4. Ask the employee to summarize the main points of the task that has been delegated.

Areas to consider for Delegation

1. Routine tasks
2. Task for which you don’t have time
3. Problem-solving
4. Change in your job emphasis
5. Capability building

Areas not to be delegated

1. The power to discipline


2. Responsibility for maintaining morale
3. Overall control
4. The ” Hot Potato”
5. Authority to sign your name is never delegated
6. The opportunity to say few words to your subordinates is not delegated.

Barriers to Delegation

1. Lack the ability to direct


2. Absence of controls that warns impending difficulties
3. Aversion to taking a risk

DELEGATION DO’S AND DON’TS


DO’S of Delegation

1. Delegate as simply and directly as possible. Give precise instructions.

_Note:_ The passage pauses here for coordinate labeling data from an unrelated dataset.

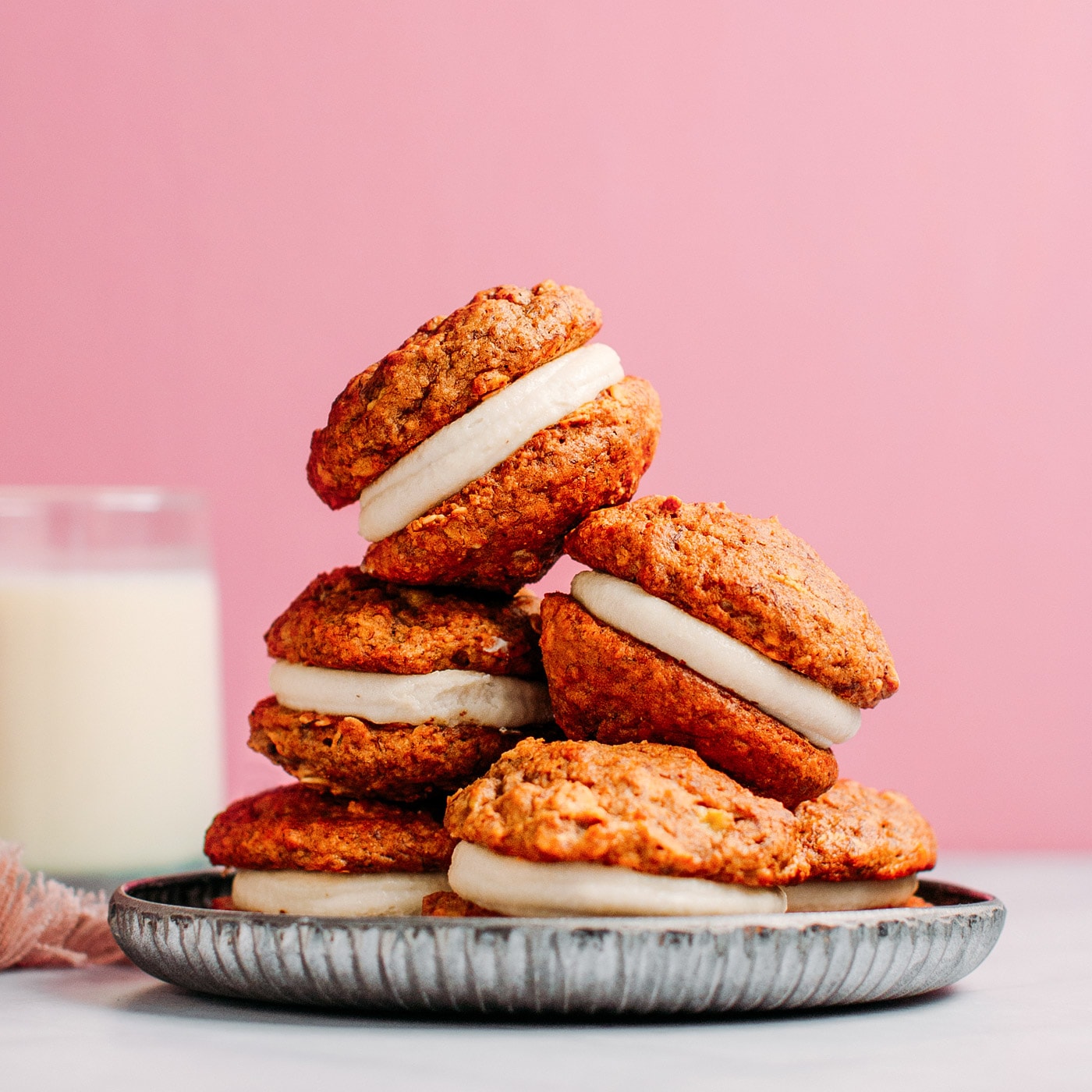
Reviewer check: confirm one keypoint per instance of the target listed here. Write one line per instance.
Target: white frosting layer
(796, 701)
(531, 889)
(453, 697)
(849, 895)
(333, 895)
(472, 445)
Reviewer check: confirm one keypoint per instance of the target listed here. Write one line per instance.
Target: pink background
(849, 243)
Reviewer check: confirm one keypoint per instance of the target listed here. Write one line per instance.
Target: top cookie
(437, 374)
(644, 806)
(751, 579)
(351, 622)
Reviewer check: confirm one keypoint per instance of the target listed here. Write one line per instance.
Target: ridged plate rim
(573, 966)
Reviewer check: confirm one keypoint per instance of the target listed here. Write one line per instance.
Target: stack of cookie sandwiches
(473, 450)
(658, 742)
(701, 669)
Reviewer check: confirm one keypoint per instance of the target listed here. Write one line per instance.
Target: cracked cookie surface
(606, 685)
(347, 620)
(349, 756)
(642, 806)
(292, 827)
(751, 579)
(507, 527)
(437, 374)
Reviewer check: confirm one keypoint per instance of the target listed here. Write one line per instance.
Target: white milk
(109, 718)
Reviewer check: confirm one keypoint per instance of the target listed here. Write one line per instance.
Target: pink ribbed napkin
(44, 923)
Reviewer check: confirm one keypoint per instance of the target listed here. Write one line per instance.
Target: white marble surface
(1023, 1020)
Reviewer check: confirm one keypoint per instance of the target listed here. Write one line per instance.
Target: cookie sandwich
(571, 828)
(568, 828)
(862, 849)
(704, 628)
(488, 434)
(296, 851)
(396, 693)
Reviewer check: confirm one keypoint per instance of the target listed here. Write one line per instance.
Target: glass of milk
(111, 713)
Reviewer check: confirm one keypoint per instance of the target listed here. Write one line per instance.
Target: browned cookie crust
(507, 527)
(445, 368)
(349, 756)
(449, 904)
(642, 806)
(857, 833)
(294, 827)
(751, 579)
(608, 686)
(347, 620)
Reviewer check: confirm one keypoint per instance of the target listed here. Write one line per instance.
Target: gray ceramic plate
(606, 966)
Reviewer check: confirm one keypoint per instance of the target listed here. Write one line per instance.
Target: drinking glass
(111, 710)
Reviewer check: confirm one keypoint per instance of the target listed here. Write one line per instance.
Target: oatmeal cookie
(349, 756)
(753, 580)
(644, 806)
(292, 827)
(351, 622)
(437, 374)
(857, 833)
(507, 527)
(591, 668)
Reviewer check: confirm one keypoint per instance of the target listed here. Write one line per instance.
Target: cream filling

2. Illustrate how each delegation applies to organizational goals
3. Mutually develop standards of performance
4. Clarify expected results
5. Anticipate the questions your employees may have, and answer them in order.
6. Discuss recurring problems
7. Seek employee ideas about how to do the job.
8. Accentuate the positive rather than the negative. Be supportive. Exhibit trust.
9. Recognize superior performance
10. Keep your promises.

DON’TS of Delegation

1. Do not threaten your staff. Effective delegation depends more on leadership skills than on
position power.
2. Do not assume condescending attitude.
3. Do not merely give answers. Show an employee how to do something and why it is done
that way.
4. Do not overreact to problems.
5. Refrain from criticizing an employee in front of others
6. Avoid excessive checks on progress.

B. Motivation – it is defined as a leadership function aimed to arouse, excite or influence another


person to behave in some role or perform some actions the person would not ordinarily do. It
also refers to some inner drive, impulse, or intentions that causes one to act or believe in a
certain way, or to seek a particular goal.

One of the most important tasks of managers in directing is motivating subordinates


in work setting. It is commonly assumed that an employee’s motivation is related to
individual’s productivity, job satisfaction and job turnover.